Technically it's "Test_x005f_x005f_" (the first F isn't capital).

Similarly, if I enter each property in Word, then reload the file, the following happens:
- "Test_x005f_" becomes "Test_"
- "Test_x005F_x005f_" remains "Test_x005f_x005f_"

> That makes no sense..
Are we making assumptions about consistency in another software? :)
Comment 5 Aron Budea 2019-05-14 15:55:13 UTC
Disregarding the "nunances" in what Word does, I think discarding the repeating "x005f_" sequence, and keeping a single "_" in the end (which doesn't even need encoding) would be reasonable.
Comment 6 Commit Notification 2019-05-30 17:23:06 UTC
Eike Rathke committed a patch related to this issue.
It has been pushed to "master":

https://git.libreoffice.org/core/+/f677885fec59f252f36673ee4d8c0b4863625a4d%5E%21

Resolves: tdf#125279 do not double _x005F_ escapement

It will be available in 6.3.0.

The patch should be included in the daily builds available at
https://dev-builds.libreoffice.org/daily/ in the next 24-48 hours. More
information about daily builds can be found at:
https://wiki.documentfoundation.org/Testing_Daily_Builds

Affected users are encouraged to test the fix and report feedback.
Comment 7 Eike Rathke 2019-05-30 17:24:01 UTC
Pending review https://gerrit.libreoffice.org/73219 for 6-2
Comment 8 Xisco Faulí 2019-06-05 15:18:50 UTC
Created attachment 151943 [details]
How it looks in LibreOffice 6.3 master

Maybe I'm missing something but I can still reproduce the problem in

Version: 6.4.0.0.alpha0+
Build ID: 0d6ec494f83fb26524bf3a5fc7af27c225293e87
CPU threads: 4; OS: Linux 4.15; UI render: default; VCL: gtk3; 
Locale: ca-ES (ca_ES.UTF-8); UI-Language: en-US
Calc: threaded

after saving the ODT to DOCX...
Comment 9 Eike Rathke 2019-06-05 15:36:38 UTC
@Xisco:
One "Test_x005f_" has to become "Test_x005F_x005f_"; the fix is that upon the next save it does not become "Test_x005F_x005F_x005f_".
Comment 10 Xisco Faulí 2019-06-05 15:41:59 UTC
(In reply to Eike Rathke from comment #9)
> @Xisco:
> One "Test_x005f_" has to become "Test_x005F_x005f_"; the fix is that upon
> the next save it does not become "Test_x005F_x005F_x005f_".

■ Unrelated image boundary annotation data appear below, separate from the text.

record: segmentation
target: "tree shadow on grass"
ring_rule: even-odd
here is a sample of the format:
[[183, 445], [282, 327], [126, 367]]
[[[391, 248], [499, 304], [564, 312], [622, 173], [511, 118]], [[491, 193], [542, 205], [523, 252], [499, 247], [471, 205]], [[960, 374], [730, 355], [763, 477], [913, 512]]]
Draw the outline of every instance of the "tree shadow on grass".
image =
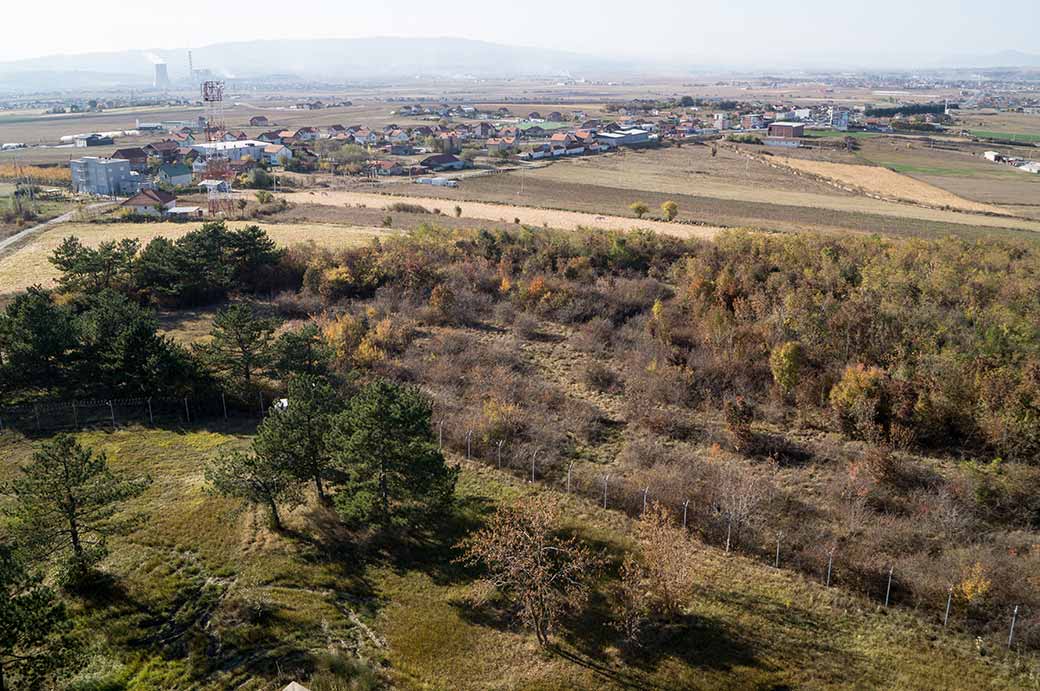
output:
[[488, 497], [463, 496], [449, 513], [427, 526], [383, 530], [372, 538], [373, 563], [398, 573], [420, 571], [436, 585], [472, 579], [473, 569], [456, 561], [462, 554], [458, 545], [479, 529], [493, 510], [494, 504]]

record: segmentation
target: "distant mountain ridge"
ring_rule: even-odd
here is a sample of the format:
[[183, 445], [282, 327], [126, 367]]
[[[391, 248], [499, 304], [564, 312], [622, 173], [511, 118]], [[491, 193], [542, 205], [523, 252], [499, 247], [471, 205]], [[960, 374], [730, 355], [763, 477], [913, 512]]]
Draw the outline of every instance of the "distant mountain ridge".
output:
[[[319, 39], [223, 43], [191, 50], [194, 69], [225, 77], [294, 74], [332, 80], [391, 77], [571, 76], [623, 71], [626, 63], [577, 53], [467, 39]], [[187, 49], [125, 50], [0, 62], [0, 76], [25, 73], [123, 74], [150, 81], [164, 61], [173, 80], [188, 76]]]

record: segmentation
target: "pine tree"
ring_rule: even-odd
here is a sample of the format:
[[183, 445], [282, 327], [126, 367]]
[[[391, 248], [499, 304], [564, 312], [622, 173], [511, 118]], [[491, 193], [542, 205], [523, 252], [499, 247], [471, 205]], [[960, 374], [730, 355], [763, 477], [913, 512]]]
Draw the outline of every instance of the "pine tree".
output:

oh I see, then I wrongly understood the problem, my bad. setting to VERIFIED.
@Eike, thanks for fixing the issue ;-)
Comment 11 Commit Notification 2019-06-07 09:49:08 UTC
Eike Rathke committed a patch related to this issue.
It has been pushed to "libreoffice-6-2":

https://git.libreoffice.org/core/+/d93ebeb0f785489050dcbe55c5111d639b4b4c1e%5E%21

Resolves: tdf#125279 do not double _x005F_ escapement

It will be available in 6.2.5.

The patch should be included in the daily builds available at
https://dev-builds.libreoffice.org/daily/ in the next 24-48 hours. More
information about daily builds can be found at:
https://wiki.documentfoundation.org/Testing_Daily_Builds

Affected users are encouraged to test the fix and report feedback.